Seventeen-year-old Darcy Prentiss has long held the title of “town slut.” She knows how to have a good time, sure, but she isn’t doing anything all the guys haven’t done. But when you’re a girl with a reputation, every little thing that happens seems to keep people whispering—especially when your ex-best friend goes missing.

But if anyone were to look closer at Darcy, they’d realize there’s a lot more going on beneath the surface. Staying out late, hooking up, and telling lies is what Darcy does to forget. Forget about the mysterious disappearance of her friend. Forget about the dark secret she and her cousin Nell share. Forget about that hazy Fourth of July night. So when someone in town anonymously nominates Darcy to be in the running for Bay Festival Princess—a cruel act only someone with a score to settle would make—all of the things that Darcy wants to keep hidden threaten to erupt in ways she wasn’t prepared to handle…and isn’t sure if she can.

It's books like these that make me wonder why I'm more likely to pick up a fantasy book over something like this. Grit really surprised me, not only with the writing, but also the entire story did. I guessed that there would be slut shaming based off the synopsis, but I didn't expect all the other components of the book. It was just refreshing to read a contemporary book that had next to no fluff and also dealt with some important issues. 

All the characters in this book are flawed and that's what sold me on this book first. Each character has a reason for their behavior, even if it's not a good one. It made all the characters so realistic and more likeable. I absolutely loved Darcy as a main character. She is so unapologetic about who she is, even though she's the target of slut shaming from peers her age, adults, and family. I probably couldn't count the number of books that had a main character slut shame other girls and with the amount it goes on in the real world, it's incredibly important to get the point of view of the girl that's targeted by it. 

Darcy and her family are not well off. They rake berries all summer with the migrant workers in order to earn some extra money. I thought that the tension between the locals and migrants was really interesting and something important that should have been explored a little more. I also did not really understand the point of the pageant that Darcy and her cousin, Nell, participate in. It didn't really relate to the rest of the plot and felt a little like filler, even though I enjoyed some of the scenes with them practicing and the event. 

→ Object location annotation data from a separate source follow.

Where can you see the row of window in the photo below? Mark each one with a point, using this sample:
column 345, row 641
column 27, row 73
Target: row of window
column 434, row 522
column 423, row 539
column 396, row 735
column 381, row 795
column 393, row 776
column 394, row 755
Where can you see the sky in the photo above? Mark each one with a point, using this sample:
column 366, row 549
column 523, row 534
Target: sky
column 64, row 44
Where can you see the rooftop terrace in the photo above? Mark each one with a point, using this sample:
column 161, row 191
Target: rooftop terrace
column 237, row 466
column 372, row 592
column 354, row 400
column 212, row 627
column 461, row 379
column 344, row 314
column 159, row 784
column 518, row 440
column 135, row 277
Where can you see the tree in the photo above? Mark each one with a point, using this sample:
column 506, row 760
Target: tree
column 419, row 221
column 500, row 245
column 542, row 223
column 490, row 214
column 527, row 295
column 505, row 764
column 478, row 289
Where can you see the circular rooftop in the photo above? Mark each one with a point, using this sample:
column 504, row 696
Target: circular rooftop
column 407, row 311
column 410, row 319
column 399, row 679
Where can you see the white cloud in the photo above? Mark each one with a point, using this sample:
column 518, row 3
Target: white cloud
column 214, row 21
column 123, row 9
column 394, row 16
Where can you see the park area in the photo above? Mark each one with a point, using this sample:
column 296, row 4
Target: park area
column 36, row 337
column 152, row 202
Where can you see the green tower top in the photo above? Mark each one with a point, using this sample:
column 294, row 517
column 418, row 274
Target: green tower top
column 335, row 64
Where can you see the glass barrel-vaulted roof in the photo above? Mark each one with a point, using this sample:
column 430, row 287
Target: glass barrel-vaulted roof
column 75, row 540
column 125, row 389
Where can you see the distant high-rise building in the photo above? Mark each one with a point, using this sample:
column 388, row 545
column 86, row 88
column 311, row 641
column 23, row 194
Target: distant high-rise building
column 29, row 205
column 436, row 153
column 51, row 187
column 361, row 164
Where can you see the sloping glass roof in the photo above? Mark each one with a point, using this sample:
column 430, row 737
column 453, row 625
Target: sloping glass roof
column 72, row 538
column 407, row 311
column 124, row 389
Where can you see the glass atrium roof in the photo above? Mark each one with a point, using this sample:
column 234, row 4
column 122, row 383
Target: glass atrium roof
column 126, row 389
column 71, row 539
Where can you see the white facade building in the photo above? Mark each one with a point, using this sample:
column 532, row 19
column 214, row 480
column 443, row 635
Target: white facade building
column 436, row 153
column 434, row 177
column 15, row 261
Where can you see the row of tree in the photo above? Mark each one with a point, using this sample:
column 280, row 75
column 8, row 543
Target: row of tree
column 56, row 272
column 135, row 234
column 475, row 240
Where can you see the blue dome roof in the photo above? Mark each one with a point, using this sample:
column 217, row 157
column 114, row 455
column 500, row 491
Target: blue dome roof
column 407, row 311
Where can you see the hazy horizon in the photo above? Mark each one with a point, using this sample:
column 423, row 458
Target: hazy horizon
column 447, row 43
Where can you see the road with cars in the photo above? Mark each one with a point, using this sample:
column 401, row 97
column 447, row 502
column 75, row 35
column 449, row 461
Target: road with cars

I thought this book would be a little more about Rhiannon than it actually was. She was still a part of the story, but her importance was kind of shoved to the side for some of the book. I still really enjoyed that part of the book though, even if it wasn't always the main focus. It seems that the book really focused on Darcy's relationship with her peers.

I really enjoyed the writing and story for this book and I will definitely be on the lookout for more books by this author in the future. 

*I received this book from the publisher in exchange for an honest review. Thank you!